The Ministry of Industry and Trade is drafting the textile-garment industry development planning to 2020, with vision towards 2030 for submission to the prime minister for approval.
This plan will see landmark changes compared to the previous plan approved by the government via Decision 36/2008/QD-TTg in 2008.
In the new planning, the sector envisages an export value of $31-$32 billion by 2020, which will double to $60-$65 billion by 2030 and hiking localisation rate to 60 and 80 per cent, respectively.
Under current planning, by 2015 the sector is set to report $18 billion in total export value and to $25 billion by 2020, and respective localisation rates were set at 60 and 70 per cent.
Deputy Minister of Industry and Trade Ho Thi Kim Thoa said the draft planning was built factoring in comments relevant to current planning and encompassing amendments amid the current development context.
In fact, its largest challenge is that most of production materials, machinery, equipment, chemicals and dyeing substances are imported.
Also, forecasts fail to keep pace with actual market situations and the capacity for product design and development remains below par.
Deputy head of Vietnam Textile Research Institute Dr.
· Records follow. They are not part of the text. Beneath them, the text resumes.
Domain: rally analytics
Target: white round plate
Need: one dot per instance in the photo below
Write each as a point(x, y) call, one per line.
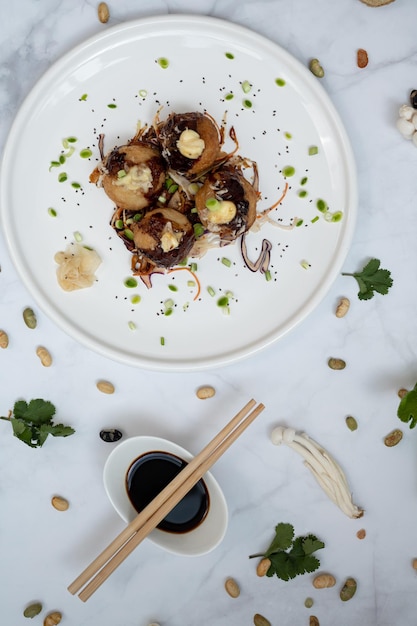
point(287, 112)
point(204, 537)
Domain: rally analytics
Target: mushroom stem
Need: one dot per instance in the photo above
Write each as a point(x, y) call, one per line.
point(323, 466)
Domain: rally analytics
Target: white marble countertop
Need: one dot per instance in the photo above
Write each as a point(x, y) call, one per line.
point(43, 550)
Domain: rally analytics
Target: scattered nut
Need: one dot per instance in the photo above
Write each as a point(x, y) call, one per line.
point(393, 438)
point(111, 435)
point(205, 392)
point(336, 364)
point(351, 423)
point(348, 590)
point(105, 387)
point(33, 609)
point(4, 339)
point(316, 68)
point(263, 566)
point(59, 503)
point(103, 12)
point(29, 318)
point(260, 620)
point(44, 356)
point(323, 581)
point(343, 307)
point(52, 619)
point(362, 58)
point(232, 587)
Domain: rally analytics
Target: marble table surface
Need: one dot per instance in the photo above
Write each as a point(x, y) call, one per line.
point(43, 550)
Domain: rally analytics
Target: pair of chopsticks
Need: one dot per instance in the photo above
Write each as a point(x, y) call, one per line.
point(100, 569)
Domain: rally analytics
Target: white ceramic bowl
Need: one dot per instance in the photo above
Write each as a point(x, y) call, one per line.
point(202, 539)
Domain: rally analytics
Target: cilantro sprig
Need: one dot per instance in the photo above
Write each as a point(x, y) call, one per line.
point(372, 278)
point(407, 409)
point(291, 557)
point(32, 422)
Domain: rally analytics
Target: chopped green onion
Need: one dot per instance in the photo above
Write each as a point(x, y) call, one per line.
point(288, 171)
point(130, 282)
point(321, 205)
point(212, 204)
point(198, 230)
point(223, 301)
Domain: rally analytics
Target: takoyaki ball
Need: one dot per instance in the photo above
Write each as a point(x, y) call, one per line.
point(134, 176)
point(190, 143)
point(164, 236)
point(226, 203)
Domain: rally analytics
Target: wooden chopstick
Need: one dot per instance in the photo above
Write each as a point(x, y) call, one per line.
point(101, 568)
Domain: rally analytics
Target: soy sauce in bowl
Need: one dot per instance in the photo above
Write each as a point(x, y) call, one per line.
point(149, 474)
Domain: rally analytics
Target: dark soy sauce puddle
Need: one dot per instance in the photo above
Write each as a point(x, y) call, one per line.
point(149, 474)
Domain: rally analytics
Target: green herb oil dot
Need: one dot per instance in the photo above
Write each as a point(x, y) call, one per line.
point(131, 283)
point(288, 171)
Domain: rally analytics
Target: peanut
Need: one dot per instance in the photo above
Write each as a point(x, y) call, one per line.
point(4, 339)
point(260, 620)
point(44, 356)
point(336, 364)
point(205, 392)
point(393, 438)
point(343, 307)
point(105, 386)
point(263, 566)
point(103, 12)
point(52, 619)
point(232, 587)
point(323, 581)
point(59, 503)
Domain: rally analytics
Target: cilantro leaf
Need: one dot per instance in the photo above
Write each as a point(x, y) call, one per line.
point(32, 422)
point(372, 278)
point(284, 534)
point(407, 409)
point(291, 557)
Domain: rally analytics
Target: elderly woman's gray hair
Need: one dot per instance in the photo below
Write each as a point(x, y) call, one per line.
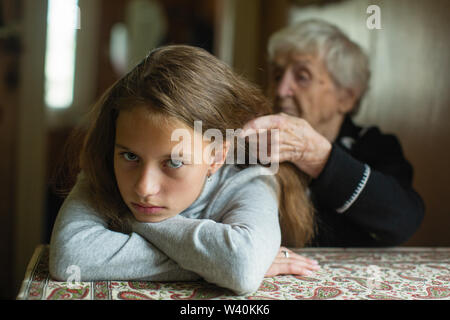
point(346, 62)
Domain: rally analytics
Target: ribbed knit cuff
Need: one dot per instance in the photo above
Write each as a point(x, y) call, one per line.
point(341, 181)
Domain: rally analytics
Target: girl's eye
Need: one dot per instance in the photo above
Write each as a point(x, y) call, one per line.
point(175, 164)
point(130, 156)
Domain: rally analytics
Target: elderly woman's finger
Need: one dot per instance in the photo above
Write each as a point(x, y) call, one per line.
point(272, 121)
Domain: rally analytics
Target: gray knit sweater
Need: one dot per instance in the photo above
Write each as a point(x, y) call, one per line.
point(229, 236)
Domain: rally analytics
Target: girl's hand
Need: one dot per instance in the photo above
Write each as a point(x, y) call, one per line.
point(292, 264)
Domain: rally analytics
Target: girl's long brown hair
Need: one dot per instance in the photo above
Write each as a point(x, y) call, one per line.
point(188, 84)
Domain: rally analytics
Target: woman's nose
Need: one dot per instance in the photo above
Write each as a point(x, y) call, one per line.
point(148, 184)
point(284, 88)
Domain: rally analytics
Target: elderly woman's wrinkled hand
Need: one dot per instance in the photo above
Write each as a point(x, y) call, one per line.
point(297, 142)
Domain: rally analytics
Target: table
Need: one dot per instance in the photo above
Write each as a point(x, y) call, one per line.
point(346, 274)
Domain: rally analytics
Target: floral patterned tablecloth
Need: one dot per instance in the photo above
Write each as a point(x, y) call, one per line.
point(345, 274)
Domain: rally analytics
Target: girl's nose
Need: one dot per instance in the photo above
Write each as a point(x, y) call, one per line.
point(284, 88)
point(148, 184)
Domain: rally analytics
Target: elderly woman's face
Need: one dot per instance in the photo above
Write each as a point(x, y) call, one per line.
point(301, 86)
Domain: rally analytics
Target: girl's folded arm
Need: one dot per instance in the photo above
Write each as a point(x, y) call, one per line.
point(234, 253)
point(80, 237)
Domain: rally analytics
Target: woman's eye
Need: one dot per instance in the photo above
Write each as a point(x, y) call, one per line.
point(302, 76)
point(175, 164)
point(129, 156)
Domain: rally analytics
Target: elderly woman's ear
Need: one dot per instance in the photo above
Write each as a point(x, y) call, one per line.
point(347, 99)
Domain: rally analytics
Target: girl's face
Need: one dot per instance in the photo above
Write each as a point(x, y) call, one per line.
point(153, 186)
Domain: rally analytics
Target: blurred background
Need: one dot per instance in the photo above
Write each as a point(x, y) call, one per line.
point(58, 56)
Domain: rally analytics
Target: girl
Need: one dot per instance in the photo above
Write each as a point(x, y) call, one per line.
point(137, 213)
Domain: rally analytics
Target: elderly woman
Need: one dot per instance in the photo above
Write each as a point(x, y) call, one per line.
point(360, 181)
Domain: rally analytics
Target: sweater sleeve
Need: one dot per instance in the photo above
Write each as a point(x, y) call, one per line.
point(372, 188)
point(236, 250)
point(80, 237)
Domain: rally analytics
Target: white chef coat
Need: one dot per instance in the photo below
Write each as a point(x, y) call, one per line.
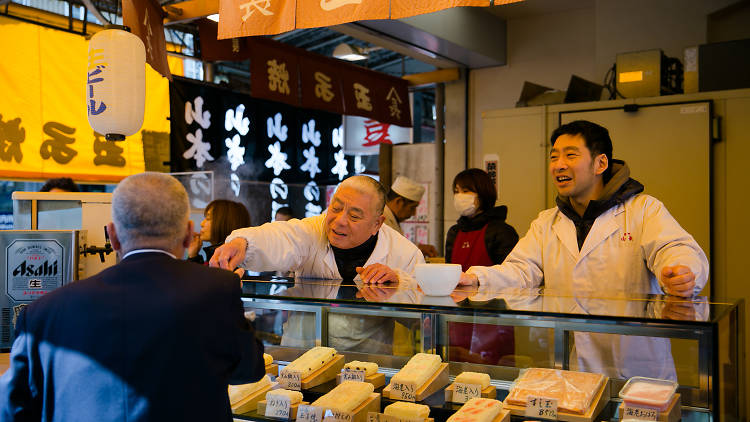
point(302, 246)
point(627, 246)
point(390, 220)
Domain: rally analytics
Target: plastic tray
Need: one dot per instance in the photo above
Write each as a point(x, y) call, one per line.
point(650, 392)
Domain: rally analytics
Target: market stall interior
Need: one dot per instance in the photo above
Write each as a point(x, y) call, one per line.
point(276, 114)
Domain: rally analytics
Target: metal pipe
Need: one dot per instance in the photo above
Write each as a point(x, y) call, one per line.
point(91, 8)
point(439, 164)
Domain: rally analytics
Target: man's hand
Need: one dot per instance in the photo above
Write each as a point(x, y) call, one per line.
point(229, 255)
point(376, 273)
point(678, 280)
point(428, 251)
point(468, 279)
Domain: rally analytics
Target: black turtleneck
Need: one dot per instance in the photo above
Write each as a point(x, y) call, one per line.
point(347, 260)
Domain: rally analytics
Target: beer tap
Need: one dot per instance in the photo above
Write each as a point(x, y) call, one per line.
point(105, 250)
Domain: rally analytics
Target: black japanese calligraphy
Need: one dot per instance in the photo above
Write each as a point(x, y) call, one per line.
point(107, 152)
point(57, 147)
point(11, 137)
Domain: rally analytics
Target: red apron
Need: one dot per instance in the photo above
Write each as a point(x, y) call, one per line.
point(479, 343)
Nguyen Sy Phuong said current localisation rate had proven lagging far behind the demand for export production and was the sector’s core weakness.
For instance, locally-made cotton could only meet 3-4 per cent of actual demands.
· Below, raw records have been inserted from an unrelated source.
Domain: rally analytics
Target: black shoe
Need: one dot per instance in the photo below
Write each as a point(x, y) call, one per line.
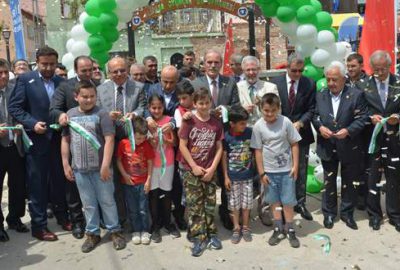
point(77, 231)
point(350, 222)
point(18, 226)
point(328, 222)
point(396, 225)
point(172, 230)
point(156, 236)
point(375, 223)
point(302, 210)
point(276, 237)
point(3, 235)
point(294, 242)
point(181, 223)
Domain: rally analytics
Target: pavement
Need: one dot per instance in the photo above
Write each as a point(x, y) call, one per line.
point(361, 249)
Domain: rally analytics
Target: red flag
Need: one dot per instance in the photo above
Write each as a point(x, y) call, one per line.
point(378, 30)
point(229, 49)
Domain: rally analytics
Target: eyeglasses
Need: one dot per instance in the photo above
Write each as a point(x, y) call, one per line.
point(296, 70)
point(118, 71)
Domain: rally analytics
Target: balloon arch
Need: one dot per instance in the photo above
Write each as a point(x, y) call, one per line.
point(307, 27)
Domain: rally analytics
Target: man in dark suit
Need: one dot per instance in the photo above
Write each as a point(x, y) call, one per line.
point(29, 105)
point(340, 116)
point(120, 97)
point(223, 91)
point(297, 94)
point(382, 92)
point(62, 101)
point(11, 161)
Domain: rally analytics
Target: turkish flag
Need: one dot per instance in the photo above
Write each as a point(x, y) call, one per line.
point(229, 49)
point(378, 31)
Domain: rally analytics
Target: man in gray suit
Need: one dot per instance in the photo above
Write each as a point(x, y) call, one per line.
point(11, 161)
point(120, 97)
point(223, 91)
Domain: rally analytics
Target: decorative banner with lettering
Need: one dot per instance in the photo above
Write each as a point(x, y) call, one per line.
point(18, 30)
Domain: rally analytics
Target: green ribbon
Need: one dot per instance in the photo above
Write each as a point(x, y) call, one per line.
point(162, 152)
point(82, 132)
point(375, 133)
point(327, 246)
point(25, 138)
point(224, 112)
point(131, 134)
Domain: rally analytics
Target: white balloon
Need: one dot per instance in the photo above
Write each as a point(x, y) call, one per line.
point(69, 44)
point(306, 32)
point(71, 74)
point(83, 17)
point(78, 32)
point(80, 48)
point(68, 61)
point(320, 58)
point(325, 39)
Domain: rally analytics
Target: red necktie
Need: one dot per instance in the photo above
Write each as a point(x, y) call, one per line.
point(292, 95)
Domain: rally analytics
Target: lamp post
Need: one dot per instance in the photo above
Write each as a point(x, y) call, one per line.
point(6, 35)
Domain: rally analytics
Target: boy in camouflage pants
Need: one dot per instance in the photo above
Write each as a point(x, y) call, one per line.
point(201, 148)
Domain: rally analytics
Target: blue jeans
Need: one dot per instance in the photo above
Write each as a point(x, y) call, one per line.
point(94, 192)
point(138, 207)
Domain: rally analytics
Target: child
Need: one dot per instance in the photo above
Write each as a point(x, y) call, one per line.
point(136, 169)
point(161, 184)
point(201, 147)
point(237, 164)
point(275, 141)
point(184, 92)
point(91, 168)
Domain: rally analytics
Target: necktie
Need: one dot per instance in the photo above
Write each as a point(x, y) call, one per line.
point(292, 95)
point(214, 92)
point(119, 103)
point(382, 93)
point(252, 89)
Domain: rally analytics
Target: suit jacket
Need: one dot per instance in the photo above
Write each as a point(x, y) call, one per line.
point(29, 104)
point(135, 98)
point(63, 98)
point(227, 89)
point(304, 105)
point(156, 89)
point(352, 115)
point(262, 88)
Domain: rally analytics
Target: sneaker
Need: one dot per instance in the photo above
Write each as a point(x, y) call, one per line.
point(276, 237)
point(172, 230)
point(136, 238)
point(246, 233)
point(145, 238)
point(235, 238)
point(156, 236)
point(199, 247)
point(90, 242)
point(294, 242)
point(214, 242)
point(118, 240)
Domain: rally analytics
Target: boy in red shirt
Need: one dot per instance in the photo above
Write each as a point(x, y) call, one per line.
point(135, 169)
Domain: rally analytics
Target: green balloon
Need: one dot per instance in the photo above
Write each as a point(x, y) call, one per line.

Last year, Vietnam reaped $17 billion from textile garment export but the sector’s total import value came to $11.3 billion.
After five years implementing the development planning to 2015, with vision towards 2020, though the export growth has even surpassed projected levels, actual localisation rate was far behind the set target.
Thereby, reviewing current planning, from there drawing a new comprehensive one has been urgent.
Phuong said apart from setting suitable growth targets, it would be more important to work out measures to make these targets come true.
Accordingly, to tackle the sector’s major shortcomings as heavy reliance on import and low localisation rate there must be policies and mechanisms to encourage firms to open shop and spur investment into specific textile-garment complexes to maximise usage efficiency.
Besides, as textile-garment is a labour intensive industry stable and quality human resources are a key factor to each firm and the whole sector growth perspective.
“Through placing factories in rural and remote areas together with stronger investments, textile and garment firms would find it easier to meet manpower needs,” Thoa underscored.